1 Reply Latest reply on Jun 19, 2006 12:57 PM by walkerrl49

    What is the ultimate intent of separate output folders for A

    walkerrl49

      I'm trying to make sure the console behaves well when building, testing and debugging under Eclipse, and I've run into something I don't quite understand.

      Currently, the admin console contains

      output folders for Ant
      , which get used when you run a build from the command line,

      ... and ...

      output folders for Eclipse
      , which get used when you build/run from within Eclipse.


      However, my examination of the folders for other projects revealed no other projects with the Ant/Eclipse dichotomy.

      Since the presence of the two build outputs presents (at least) several opportunities for one to confuse himself, and no benefit I can see other than the peace of mind that comes from knowing your IDE didn't do something unexpected to your work,
      My current inclination is to remove one level of directories and just use one set of output folders regardless of the Dev Env.

      If there's something I'm overlooking, though, please let me know. :):):):):)

      Thanks,

      Bob

      P.S. I've looked in both the Wiki and the JBoss Development Process Guide, but have not seen anything yet that addresses this situation.

        • 1. Re: What is the ultimate intent of separate output folders f
          walkerrl49

          Ok, let's not everyone talk at once!

          I've kept the folder structure for the build output as is (eclipse/ant).
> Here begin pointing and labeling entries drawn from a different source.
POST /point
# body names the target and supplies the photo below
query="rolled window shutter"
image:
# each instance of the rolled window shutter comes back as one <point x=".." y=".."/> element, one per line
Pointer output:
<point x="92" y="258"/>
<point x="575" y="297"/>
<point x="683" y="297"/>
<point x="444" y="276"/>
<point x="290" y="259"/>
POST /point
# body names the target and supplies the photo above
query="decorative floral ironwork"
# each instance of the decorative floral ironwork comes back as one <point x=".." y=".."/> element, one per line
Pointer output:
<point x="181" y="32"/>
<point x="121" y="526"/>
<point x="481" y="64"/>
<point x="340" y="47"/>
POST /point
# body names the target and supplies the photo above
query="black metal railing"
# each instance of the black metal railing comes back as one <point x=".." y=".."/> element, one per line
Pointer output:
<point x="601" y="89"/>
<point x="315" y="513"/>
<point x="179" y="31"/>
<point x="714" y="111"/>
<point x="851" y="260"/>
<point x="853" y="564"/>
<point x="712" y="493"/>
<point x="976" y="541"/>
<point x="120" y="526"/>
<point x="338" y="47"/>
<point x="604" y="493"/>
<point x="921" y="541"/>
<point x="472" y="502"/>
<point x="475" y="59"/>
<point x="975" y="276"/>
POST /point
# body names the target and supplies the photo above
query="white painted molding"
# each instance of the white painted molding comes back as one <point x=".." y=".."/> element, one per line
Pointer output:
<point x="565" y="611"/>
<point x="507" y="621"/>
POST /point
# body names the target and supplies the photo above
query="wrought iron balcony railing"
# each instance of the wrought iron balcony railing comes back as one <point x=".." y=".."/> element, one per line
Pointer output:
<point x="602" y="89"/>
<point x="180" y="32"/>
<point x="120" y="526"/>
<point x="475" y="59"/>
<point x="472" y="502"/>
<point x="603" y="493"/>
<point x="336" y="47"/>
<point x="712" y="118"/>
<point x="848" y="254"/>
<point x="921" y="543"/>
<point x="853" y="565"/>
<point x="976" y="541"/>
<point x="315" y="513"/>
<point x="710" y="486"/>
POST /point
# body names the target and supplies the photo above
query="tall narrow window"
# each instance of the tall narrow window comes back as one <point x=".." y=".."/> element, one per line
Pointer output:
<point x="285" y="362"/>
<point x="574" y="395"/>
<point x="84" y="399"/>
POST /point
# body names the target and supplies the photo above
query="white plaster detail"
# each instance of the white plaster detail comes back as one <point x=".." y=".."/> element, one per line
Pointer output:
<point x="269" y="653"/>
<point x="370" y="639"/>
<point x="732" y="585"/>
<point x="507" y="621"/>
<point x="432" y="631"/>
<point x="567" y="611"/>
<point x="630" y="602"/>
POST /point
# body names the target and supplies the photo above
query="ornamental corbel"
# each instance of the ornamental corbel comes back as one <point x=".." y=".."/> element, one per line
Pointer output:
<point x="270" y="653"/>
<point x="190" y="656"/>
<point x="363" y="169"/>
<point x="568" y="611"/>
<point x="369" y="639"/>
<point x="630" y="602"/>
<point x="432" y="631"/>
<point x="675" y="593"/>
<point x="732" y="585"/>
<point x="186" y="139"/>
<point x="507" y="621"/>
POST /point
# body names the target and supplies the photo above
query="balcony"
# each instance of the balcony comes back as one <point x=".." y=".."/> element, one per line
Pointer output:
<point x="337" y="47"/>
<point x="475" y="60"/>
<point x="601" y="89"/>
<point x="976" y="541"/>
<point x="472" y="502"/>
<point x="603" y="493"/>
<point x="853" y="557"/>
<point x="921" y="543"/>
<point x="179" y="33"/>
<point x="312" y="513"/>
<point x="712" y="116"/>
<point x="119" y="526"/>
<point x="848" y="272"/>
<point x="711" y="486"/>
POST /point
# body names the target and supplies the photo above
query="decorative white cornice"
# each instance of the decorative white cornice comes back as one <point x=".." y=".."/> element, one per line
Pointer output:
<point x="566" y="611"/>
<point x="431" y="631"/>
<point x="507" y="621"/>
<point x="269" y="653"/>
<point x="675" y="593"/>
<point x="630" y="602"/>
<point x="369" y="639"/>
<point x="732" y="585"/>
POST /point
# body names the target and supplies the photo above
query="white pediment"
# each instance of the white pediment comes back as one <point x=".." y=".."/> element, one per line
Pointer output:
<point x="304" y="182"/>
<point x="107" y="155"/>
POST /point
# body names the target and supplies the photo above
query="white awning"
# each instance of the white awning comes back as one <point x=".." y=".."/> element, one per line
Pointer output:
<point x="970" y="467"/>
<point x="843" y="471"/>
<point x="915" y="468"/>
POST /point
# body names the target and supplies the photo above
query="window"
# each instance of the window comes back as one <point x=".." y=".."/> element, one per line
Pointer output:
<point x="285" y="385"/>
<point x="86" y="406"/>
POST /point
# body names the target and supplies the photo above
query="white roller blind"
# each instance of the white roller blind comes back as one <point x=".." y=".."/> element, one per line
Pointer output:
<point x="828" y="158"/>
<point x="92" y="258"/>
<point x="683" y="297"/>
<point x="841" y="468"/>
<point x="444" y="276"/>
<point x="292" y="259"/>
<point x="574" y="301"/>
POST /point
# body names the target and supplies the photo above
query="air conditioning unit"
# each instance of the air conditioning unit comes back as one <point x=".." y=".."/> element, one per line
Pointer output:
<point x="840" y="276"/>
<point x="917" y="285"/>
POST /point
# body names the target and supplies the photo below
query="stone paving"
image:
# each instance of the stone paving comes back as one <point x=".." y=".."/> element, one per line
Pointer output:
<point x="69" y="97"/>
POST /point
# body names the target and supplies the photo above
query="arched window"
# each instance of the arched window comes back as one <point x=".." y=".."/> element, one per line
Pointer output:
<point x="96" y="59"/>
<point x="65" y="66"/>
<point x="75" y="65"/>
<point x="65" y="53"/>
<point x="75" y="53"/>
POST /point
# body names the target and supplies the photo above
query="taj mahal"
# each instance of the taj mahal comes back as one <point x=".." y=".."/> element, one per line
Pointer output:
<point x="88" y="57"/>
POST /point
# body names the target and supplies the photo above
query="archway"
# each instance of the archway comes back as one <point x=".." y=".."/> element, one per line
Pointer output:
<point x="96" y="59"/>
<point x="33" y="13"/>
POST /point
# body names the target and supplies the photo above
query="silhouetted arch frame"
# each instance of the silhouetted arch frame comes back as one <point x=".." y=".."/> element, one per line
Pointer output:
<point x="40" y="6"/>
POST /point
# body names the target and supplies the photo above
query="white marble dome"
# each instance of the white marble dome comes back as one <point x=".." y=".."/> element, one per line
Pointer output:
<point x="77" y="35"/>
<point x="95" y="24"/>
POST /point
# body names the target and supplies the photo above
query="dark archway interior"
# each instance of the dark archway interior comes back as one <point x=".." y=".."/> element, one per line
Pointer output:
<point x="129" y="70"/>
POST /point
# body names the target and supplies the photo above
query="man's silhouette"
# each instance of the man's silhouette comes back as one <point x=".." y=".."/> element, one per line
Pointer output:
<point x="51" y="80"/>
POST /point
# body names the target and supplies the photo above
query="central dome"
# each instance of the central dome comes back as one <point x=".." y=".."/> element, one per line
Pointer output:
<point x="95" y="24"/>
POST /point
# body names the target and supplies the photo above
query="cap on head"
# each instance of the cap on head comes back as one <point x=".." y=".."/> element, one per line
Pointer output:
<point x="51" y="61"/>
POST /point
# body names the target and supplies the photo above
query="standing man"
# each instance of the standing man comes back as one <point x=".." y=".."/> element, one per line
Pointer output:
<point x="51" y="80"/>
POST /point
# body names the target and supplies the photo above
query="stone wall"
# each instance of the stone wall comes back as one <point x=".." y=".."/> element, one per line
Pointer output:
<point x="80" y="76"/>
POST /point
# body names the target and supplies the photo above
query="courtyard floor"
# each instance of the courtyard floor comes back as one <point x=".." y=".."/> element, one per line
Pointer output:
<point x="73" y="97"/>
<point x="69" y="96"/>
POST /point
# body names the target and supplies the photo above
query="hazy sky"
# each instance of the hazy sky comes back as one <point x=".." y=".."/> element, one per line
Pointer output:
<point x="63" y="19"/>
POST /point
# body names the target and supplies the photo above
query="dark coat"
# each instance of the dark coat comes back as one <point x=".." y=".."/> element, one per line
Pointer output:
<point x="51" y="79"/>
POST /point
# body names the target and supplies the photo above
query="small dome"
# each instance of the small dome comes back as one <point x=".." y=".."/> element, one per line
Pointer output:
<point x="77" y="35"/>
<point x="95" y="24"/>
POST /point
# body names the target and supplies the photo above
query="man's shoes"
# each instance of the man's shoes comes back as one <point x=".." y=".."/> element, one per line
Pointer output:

I'll take a stab at the intent:

          ... is to keep the "stuff for debugging in the IDE" in the eclipse folders, and the "real" build output in the ant folders.

          That being the case, there are problems with running the admin-console project's integration tests from within eclipse, and it helps to keep them in mind when running in eclipse: The tool we used to automate the testing, htmlunit, uses a set of jar files that contains almost-duplicates of files from thirdparty we use in building the console.

          So, the .classpath file we use was hand-crafted to place jar files from the htmlunit distribution before the corresponding jar files from thirdparty. So, if you plan to really build the console from eclipse, you should eliminate all references to the jarfiles from the directory named output/eclipse/webtest-classes (you can put them back to run the integration tests, if required, or keep two .classpath files.

          Although I haven't seen any problems debugging yet, they may well occur if main classes load the wrong version of a thirdparty class. I realize the correct fix is probably to request thirdparty move up to the later jarfile version, but since this is only required for integration testware, the fix is lower priority than finishing the testing (IMHO, dissenting opinions grudgingly accepted).

          Finally, if you want to build the integration tests within eclipse, open the ant view of build.xml and run the target compile-webtest. (If you don't have junit.jar in ant's classpath, you'll need to place it there in order for ant to be able to build junit tasks).